Because the factors that shape rollover decisions vary so much from person to person, it’s “critical to give great weight to the importance placed by the investor on the various factors that determine the rollover recommendation,” Dalbar says.
Another big difference, Dalbar says, involves reversibility: Consumers can usually fix bad investment decisions by changing their investments, but, once they’ve rolled assets out of an employer’s retirement plan, there’s usually no way to roll assets back in.
Applying ordinary investment recommendation rules to investment recommendations made inside 401(k) plans, and other retirement plans governed by the Employee Retirement Income Security Act of 1974 (ERISA), may make sense, Dalbar says.
“Rollover regulations, however, exist only within ERISA and it is not feasible to simply build on existing investment recommendation regulations, since they don’t exist for rollovers,” Dalbar says.
Impartial conduct standards proposal background
EBSA is an arm of the U.S. Department of Labor.

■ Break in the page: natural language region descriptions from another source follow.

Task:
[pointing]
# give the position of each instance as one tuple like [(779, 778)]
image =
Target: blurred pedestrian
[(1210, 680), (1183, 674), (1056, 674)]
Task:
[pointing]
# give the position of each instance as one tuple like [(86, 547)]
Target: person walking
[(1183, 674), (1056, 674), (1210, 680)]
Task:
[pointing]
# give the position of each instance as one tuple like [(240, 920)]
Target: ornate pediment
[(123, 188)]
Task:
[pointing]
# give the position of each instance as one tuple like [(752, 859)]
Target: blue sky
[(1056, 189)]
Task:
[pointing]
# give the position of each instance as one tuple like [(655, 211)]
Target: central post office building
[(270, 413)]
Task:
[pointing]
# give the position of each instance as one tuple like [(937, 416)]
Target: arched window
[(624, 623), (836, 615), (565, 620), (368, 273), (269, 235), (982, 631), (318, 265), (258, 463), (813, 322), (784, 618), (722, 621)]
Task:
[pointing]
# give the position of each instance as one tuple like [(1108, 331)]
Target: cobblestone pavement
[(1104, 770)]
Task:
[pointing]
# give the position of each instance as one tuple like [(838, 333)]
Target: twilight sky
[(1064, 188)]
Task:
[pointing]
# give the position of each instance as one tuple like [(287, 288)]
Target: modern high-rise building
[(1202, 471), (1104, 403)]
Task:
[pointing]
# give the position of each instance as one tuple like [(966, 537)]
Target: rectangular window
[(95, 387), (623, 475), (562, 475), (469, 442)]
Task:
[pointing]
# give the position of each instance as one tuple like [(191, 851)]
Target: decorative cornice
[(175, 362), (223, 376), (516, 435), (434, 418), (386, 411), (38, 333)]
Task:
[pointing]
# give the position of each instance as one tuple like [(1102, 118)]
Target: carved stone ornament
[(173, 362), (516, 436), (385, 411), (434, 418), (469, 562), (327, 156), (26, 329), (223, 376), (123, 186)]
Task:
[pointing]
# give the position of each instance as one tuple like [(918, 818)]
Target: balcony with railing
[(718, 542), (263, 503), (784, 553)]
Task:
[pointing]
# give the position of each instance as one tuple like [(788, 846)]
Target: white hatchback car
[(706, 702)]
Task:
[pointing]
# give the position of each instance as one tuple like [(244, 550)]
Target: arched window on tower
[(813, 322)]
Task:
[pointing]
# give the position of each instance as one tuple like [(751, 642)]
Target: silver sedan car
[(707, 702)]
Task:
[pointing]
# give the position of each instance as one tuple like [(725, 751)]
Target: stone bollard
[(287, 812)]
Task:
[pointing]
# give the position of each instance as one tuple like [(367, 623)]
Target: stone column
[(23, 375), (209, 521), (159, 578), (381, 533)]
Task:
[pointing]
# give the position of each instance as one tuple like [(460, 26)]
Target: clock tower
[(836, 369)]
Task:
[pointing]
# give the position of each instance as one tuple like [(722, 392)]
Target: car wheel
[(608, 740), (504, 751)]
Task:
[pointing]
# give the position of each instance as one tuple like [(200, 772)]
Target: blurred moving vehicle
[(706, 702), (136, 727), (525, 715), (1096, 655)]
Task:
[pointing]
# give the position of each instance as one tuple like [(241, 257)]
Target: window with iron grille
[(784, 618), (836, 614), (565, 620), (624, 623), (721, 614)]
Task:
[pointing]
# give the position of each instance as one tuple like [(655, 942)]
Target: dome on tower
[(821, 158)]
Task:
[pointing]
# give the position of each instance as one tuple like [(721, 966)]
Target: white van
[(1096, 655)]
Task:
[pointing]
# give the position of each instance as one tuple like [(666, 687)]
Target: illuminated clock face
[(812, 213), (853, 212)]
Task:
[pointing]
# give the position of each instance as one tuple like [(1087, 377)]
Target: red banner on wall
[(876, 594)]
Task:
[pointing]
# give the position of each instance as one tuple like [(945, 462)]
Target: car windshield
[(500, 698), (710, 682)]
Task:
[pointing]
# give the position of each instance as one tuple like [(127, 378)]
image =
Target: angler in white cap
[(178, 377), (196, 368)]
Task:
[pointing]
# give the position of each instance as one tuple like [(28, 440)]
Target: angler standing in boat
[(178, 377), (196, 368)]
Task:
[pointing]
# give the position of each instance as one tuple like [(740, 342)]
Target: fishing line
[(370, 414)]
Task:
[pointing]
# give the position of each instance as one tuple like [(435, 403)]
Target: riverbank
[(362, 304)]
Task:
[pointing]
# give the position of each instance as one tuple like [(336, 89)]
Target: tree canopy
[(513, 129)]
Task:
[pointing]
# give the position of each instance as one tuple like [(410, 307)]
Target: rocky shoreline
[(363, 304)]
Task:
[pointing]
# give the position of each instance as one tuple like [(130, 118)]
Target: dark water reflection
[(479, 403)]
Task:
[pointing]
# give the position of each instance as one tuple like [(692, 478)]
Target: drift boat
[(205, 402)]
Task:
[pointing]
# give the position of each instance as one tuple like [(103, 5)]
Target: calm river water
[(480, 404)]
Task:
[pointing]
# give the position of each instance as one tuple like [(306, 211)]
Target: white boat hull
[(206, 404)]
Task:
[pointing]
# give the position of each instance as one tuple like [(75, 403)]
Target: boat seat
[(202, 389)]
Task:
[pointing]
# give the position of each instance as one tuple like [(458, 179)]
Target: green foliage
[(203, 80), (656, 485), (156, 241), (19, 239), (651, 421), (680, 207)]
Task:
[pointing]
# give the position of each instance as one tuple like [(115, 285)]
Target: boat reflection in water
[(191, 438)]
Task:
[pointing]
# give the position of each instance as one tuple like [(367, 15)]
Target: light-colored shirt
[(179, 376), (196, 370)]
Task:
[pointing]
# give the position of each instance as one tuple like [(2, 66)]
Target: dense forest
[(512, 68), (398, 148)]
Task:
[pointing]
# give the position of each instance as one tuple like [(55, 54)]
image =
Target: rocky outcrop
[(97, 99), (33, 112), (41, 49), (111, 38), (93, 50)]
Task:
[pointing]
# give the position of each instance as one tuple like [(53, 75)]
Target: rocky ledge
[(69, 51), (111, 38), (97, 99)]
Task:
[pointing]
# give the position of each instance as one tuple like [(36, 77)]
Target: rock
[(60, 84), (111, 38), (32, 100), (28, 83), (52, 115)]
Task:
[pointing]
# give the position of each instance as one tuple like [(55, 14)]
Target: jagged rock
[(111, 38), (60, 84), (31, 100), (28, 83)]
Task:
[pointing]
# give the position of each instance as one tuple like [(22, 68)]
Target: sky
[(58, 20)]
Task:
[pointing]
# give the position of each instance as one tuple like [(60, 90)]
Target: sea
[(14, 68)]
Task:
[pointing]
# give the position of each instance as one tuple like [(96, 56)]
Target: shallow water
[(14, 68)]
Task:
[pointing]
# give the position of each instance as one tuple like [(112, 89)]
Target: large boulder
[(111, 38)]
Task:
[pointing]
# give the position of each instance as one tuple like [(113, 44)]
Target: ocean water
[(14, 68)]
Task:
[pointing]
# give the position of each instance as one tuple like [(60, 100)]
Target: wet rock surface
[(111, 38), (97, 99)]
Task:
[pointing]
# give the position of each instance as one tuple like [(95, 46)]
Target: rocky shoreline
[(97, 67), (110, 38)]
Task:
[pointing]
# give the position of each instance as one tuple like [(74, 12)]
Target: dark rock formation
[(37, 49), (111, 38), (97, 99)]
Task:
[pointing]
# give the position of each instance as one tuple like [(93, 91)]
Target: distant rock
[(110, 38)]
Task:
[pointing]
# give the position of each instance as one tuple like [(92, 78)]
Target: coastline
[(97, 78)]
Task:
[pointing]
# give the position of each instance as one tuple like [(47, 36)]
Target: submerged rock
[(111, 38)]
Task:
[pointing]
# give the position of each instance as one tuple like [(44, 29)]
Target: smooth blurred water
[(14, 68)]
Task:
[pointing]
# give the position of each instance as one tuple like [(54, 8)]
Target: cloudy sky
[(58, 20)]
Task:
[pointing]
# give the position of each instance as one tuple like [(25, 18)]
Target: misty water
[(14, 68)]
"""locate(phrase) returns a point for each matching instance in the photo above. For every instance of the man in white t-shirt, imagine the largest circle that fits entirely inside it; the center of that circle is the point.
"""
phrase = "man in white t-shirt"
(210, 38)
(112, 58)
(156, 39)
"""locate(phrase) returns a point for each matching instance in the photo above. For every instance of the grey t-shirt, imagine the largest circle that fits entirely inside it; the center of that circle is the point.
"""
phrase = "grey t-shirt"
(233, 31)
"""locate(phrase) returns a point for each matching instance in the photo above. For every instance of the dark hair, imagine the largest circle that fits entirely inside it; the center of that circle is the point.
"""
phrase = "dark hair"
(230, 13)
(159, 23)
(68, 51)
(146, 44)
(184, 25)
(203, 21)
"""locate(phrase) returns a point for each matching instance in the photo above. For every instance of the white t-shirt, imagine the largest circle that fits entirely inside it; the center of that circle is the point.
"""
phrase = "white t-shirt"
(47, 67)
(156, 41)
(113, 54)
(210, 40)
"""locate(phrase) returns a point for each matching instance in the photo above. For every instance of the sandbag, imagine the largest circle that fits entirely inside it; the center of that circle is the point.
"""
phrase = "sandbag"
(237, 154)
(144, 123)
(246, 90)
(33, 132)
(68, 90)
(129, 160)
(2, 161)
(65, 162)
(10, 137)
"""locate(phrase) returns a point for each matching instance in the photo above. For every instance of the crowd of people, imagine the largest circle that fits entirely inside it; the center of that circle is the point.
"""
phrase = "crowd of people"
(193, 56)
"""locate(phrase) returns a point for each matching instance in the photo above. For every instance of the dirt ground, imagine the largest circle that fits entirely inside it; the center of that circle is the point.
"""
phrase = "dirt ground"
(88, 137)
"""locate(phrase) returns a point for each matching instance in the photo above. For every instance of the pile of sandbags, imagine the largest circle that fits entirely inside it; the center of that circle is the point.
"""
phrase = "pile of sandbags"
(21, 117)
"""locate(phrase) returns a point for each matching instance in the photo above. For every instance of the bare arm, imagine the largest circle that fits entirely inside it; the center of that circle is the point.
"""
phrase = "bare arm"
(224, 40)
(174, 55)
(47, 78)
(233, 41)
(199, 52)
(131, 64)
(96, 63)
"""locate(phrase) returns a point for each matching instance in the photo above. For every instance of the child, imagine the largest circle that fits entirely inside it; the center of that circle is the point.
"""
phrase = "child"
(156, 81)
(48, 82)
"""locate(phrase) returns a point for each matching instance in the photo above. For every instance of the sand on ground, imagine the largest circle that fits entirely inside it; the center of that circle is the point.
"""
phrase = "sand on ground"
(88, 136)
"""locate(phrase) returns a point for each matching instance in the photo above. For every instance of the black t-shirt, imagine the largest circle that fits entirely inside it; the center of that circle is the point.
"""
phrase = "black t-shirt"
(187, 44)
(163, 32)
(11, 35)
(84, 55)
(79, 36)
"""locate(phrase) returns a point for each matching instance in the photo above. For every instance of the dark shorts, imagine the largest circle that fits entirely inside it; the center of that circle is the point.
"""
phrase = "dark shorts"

Dalbar is a Marlborough, Massachusetts-based firm that evaluates, compares and ranks financial services companies.
EBSA officials have tried to replace an earlier, broad DOL fiduciary rule regulation — which died in court, after the Trump administration refused to defend it — with a narrower, simpler regulation.
The new, proposed regulation applies only to transactions involving participants in 401(k) plans, and other plans subject to the Employee Retirement Income Security Act of 1974, who are moving assets from an ERISA plan into something else, such as an individual retirement account, or into an annuity held either inside or outside of an IRA.
EBSA is planning to hold a hearing on the proposal Sept. 3. It has said that the only people who will be able to appear at the hearing will be those who have already submitted written comments, or requests to appear at a hearing.
Louis Harvey, the president of Dalbar, has submitted a written comment letter on the proposed Impartial Conducts Standards regulation.
Harvey and Cory Clark, Dalbar’s chief marketing officer, have both asked for a chance to speak at the Impartial Conduct Standards proposal hearing.
Harvey included the discussion of how Dalbar believes rollover decisions are different from investment decisions in an outline accompanying the request for permission for Harvey and Clark to appear at the hearing.
Money
EBSA says its proposal would simply expand use of requirements that already affect investment advisors who are registered with the U.S. Securities and Exchange Commission.
It says applying the rules to rollovers should cost just $1.7 million per year extra.
Harvey scoffs in his comment letter about the idea that complying with the proposed Impartial Conduct Standards would cost the financial services industry just $1.7 million per year.
“This sum is grossly understated and should not be relied on,” Harvey writes.